La primera película dirigida por Stéphane Brizé lo confirma como un autor coherente, implicado en la coescritura de los guiones o en la adaptación de novelas para crearlos. Tal vez resulte pintoresco que su comienzo surgiera con una comedia dramática muy inspirada en las secuencias de humor, con buen pulso para crear tres o cuatro gags visuales o apoyados en diálogos, capaces de provocar la risa del espectador. Sobre todo resulta distinto a sus films posteriores más famosos como son No estoy hecho para ser amado, Mademoiselle Chambon o La ley del mercado. La unión de estas tres películas o El jardín de Jeannette, la más reciente, no se hallan en el género, el drama ya sea romántico, ya sea costumbrista. Las similitudes surgen en el enfoque sobre los personajes protagonistas, mujeres y hombres que sustentan el peso de casi todas las secuencias del film, aportando un punto de vista que conduce nuestra mirada y conocimiento sobre la vida, entorno, además de las circunstancias de cada una y uno de ellos.
Solange Rouault es la treinteañera que domina las acciones de Le bleu des villes, cuya traducción literal sería El azul de las ciudades. El motivo del color se debe al uniforme que visten las agentes de movilidad de una ciudad de provincias en Francia, mujeres encargadas de revisar las plazas de estacionamiento para coches. Aunque también podría corresponder a la situación atmosférica de esa población, algo triste por los chaparrones abundantes. O al cristal de color azul por el que Solange mira a los paseantes en un parque, los días en que luce el sol. Azul es también el tono predominante de los videos que se graba la protagonista, mientras canta sus canciones en total intimidad, una actividad que ni siquiera comparte con su marido. El contraste e importancia de los colores se manifiesta cuando ella sale a cenar una noche con Mylène, una antigua compañera del colegio que visita la ciudad para firmar un libro escrito por su condición de famosa presentadora meteorológica en la televisión. Este encuentro motiva una transformación personal involuntaria en Solange, más allá de su vestido rojo, el preferido por el personaje como quedará de manifiesto en varias secuencias posteriores.

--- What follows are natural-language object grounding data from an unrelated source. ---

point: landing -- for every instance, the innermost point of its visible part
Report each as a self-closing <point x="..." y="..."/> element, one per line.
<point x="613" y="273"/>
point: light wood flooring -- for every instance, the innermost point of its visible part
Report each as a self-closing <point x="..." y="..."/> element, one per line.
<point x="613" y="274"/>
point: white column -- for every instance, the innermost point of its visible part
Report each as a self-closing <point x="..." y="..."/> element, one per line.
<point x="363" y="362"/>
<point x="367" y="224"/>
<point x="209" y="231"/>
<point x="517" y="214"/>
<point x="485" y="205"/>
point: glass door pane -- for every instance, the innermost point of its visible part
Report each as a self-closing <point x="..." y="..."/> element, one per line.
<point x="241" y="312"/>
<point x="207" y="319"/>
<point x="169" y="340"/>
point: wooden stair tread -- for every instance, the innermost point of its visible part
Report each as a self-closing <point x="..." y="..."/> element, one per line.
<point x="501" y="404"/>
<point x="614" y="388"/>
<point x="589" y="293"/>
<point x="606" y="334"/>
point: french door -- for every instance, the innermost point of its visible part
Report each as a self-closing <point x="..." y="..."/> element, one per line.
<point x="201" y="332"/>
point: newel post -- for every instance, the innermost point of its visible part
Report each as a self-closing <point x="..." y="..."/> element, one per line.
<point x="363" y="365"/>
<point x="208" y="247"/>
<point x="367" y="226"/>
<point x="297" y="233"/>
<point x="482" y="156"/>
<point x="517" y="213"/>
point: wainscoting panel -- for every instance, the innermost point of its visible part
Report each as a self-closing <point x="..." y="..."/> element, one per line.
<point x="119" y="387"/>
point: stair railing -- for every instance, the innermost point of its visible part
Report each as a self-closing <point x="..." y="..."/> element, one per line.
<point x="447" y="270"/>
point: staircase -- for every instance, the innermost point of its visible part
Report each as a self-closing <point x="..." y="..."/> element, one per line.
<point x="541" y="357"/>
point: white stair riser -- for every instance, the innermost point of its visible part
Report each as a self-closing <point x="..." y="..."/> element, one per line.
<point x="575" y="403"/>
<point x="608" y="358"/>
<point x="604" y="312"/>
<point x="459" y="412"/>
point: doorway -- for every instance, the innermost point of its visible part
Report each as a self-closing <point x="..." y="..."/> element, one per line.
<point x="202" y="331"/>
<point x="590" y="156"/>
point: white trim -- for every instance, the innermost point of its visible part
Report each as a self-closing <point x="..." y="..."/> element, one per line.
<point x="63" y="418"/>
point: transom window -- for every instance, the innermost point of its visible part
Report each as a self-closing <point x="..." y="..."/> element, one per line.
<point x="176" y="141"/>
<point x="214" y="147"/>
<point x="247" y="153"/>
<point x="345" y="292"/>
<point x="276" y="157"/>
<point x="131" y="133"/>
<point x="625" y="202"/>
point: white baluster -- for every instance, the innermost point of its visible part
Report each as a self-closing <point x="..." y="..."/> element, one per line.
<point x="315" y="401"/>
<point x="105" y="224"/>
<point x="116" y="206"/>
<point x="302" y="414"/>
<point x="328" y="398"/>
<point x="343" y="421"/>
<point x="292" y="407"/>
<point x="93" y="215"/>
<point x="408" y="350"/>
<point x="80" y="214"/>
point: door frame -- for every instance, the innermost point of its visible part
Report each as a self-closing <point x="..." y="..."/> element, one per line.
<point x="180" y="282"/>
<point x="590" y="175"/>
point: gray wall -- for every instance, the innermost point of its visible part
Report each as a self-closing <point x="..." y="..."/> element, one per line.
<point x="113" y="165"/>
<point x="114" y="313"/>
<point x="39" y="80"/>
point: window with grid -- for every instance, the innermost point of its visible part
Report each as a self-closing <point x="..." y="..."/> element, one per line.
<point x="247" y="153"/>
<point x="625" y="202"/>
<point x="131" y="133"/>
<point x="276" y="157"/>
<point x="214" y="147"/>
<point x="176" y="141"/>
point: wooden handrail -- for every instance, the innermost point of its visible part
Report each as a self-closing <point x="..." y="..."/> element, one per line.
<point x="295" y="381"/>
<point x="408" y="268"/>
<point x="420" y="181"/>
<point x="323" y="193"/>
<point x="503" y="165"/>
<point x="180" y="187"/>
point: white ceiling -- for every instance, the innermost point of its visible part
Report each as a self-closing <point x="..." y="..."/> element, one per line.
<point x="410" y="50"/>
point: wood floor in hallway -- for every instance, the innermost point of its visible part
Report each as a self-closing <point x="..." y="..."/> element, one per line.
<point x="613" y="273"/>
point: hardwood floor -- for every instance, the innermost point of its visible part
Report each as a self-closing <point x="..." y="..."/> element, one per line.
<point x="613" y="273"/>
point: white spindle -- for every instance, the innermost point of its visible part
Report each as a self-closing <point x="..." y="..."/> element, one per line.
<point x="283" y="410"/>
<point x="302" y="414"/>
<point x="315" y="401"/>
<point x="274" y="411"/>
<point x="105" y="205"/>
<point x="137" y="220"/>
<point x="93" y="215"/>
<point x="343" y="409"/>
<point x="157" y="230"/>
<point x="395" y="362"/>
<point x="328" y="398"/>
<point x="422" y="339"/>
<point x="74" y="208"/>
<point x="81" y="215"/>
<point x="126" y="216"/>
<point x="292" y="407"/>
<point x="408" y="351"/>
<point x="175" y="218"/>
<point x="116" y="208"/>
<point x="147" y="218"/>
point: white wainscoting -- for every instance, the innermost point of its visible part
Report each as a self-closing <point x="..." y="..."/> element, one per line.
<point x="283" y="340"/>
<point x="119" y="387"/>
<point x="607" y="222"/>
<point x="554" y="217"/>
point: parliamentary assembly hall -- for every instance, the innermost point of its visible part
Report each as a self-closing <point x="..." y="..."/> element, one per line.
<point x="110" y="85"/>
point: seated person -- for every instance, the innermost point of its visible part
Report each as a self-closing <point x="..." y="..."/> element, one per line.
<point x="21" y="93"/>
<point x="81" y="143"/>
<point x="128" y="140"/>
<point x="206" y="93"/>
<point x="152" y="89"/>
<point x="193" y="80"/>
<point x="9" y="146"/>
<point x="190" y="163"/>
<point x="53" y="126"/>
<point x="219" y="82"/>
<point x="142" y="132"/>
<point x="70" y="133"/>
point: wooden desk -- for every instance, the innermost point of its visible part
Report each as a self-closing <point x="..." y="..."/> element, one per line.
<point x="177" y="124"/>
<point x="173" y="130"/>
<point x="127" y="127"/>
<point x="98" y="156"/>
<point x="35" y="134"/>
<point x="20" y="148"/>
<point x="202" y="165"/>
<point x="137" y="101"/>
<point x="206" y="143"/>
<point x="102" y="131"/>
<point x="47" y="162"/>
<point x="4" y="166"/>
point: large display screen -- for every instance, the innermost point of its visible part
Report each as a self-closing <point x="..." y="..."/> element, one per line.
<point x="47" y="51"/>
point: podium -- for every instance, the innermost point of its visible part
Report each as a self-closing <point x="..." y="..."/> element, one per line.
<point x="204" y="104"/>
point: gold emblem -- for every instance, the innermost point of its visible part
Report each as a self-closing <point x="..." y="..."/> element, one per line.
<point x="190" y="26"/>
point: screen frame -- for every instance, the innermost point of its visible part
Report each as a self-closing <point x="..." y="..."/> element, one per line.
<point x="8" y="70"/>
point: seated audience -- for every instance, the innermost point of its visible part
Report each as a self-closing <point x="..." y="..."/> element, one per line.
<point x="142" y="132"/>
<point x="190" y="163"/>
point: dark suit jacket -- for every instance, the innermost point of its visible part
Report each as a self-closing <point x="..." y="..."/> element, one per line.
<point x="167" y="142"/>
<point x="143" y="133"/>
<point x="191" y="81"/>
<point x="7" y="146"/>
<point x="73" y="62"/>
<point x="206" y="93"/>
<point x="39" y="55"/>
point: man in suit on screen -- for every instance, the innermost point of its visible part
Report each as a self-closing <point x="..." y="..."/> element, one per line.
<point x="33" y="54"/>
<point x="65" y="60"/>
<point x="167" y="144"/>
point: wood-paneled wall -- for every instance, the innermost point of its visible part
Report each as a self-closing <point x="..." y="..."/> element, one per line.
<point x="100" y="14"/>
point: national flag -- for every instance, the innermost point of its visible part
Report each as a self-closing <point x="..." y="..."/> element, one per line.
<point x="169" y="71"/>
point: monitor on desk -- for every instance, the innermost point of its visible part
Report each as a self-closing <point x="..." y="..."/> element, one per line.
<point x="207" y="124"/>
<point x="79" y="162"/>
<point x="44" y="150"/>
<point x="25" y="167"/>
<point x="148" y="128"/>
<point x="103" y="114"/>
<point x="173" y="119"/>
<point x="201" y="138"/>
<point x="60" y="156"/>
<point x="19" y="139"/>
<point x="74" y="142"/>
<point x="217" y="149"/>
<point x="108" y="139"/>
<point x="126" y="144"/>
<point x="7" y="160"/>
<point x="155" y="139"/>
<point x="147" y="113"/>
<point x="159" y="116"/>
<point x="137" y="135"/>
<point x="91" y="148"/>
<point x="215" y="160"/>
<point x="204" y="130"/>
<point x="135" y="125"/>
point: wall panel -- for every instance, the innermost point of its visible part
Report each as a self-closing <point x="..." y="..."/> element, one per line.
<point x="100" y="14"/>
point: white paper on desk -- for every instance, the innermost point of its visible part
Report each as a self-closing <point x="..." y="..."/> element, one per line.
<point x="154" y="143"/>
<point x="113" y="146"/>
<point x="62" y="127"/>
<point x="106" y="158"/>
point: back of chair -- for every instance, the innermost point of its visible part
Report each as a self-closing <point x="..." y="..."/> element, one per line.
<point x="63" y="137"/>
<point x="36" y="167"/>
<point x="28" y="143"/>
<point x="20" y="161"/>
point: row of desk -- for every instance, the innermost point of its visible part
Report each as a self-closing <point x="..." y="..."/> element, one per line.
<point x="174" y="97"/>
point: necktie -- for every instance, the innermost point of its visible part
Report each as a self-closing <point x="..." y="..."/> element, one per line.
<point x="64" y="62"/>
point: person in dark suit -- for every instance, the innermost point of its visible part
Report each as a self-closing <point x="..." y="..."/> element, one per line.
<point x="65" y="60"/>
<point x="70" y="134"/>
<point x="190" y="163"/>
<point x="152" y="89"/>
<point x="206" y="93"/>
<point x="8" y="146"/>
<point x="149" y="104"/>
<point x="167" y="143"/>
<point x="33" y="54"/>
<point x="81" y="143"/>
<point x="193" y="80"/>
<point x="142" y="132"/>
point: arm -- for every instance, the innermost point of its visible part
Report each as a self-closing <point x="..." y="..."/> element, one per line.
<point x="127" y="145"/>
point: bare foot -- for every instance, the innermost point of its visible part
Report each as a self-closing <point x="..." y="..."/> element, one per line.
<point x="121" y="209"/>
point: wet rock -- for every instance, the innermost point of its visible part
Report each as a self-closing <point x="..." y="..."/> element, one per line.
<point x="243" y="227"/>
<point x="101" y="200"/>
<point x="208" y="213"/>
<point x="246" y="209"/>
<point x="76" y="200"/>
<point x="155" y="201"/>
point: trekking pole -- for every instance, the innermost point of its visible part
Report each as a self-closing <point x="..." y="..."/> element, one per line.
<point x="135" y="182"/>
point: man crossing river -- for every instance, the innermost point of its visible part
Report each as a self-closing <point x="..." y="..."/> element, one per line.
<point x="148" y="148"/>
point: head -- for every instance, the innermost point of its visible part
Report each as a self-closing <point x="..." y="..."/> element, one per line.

El cineasta, que contaba con sus treinta y tres años cumplidos en el año de realización de esta película, logra una cómplice perfecta en Florence Vignon, actriz y coguionista del film, además de haber escrito tres films posteriores del director. En este caso los dos se implican delante y detrás de la pantalla. Ella con un personaje observador, en crecimiento y catalizador progresivo de lo que sucede. El realizador como el ojo que la sigue con respeto, alternando en las primeras secuencias las opiniones de Patrick, el marido, breves escenas que ayudan a la evolución de ella y el inmovilismo de él. Siempre sin artificios ni atajos tramposos que los transformen. Con la naturalidad de un montaje al corte, planos medios y contraplanos que los van separando al mismo tiempo que se enfría su relación, frente a los primeros planos, medios y generales, que los encuadraban juntos en la primera parte.
Sin embargo, la cumbre del largo es el tratamiento de las canciones que culminan varias secuencias, como la del coro de agentes que cantan el himno de su trabajo, con ese verso chistoso en el que aseguran que no les importarán los escupitajos ni los insultos. Y por supuesto las tres versiones que canta Solange de un tema popular como es Mamy blue. Sí, con ese azul que impregna todo. La primera vez ella sola, grabándose ante la videocámara en plano fijo. La segunda en el karaoke, ante la mirada de todos los clientes del bar, mientras la cámara la reencuadra con zooms suaves. Y la tercera ante las ancianas de una residencia, con movimiento de grúa y en plenitud de sus facultades vocales, desafine o no. Lejos de ser un film musical, la relevancia de todas las canciones y su tratamiento audiovisual, superan al de un título reciente como La ciudad de las estrellas (La La Land) sin necesidad de grandes alardes. Puede ser que Stéphane Brizé haya ganado en gravedad y tono serio en su obra más reciente, pero un título como Le bleu des villes deja clara su capacidad para la comedia, el buen retrato de personajes y la sutileza en variaciones cómicas y dramáticas, desde la comedia negra y la absurda hasta el drama del maltrato y el social. Sin estridencias.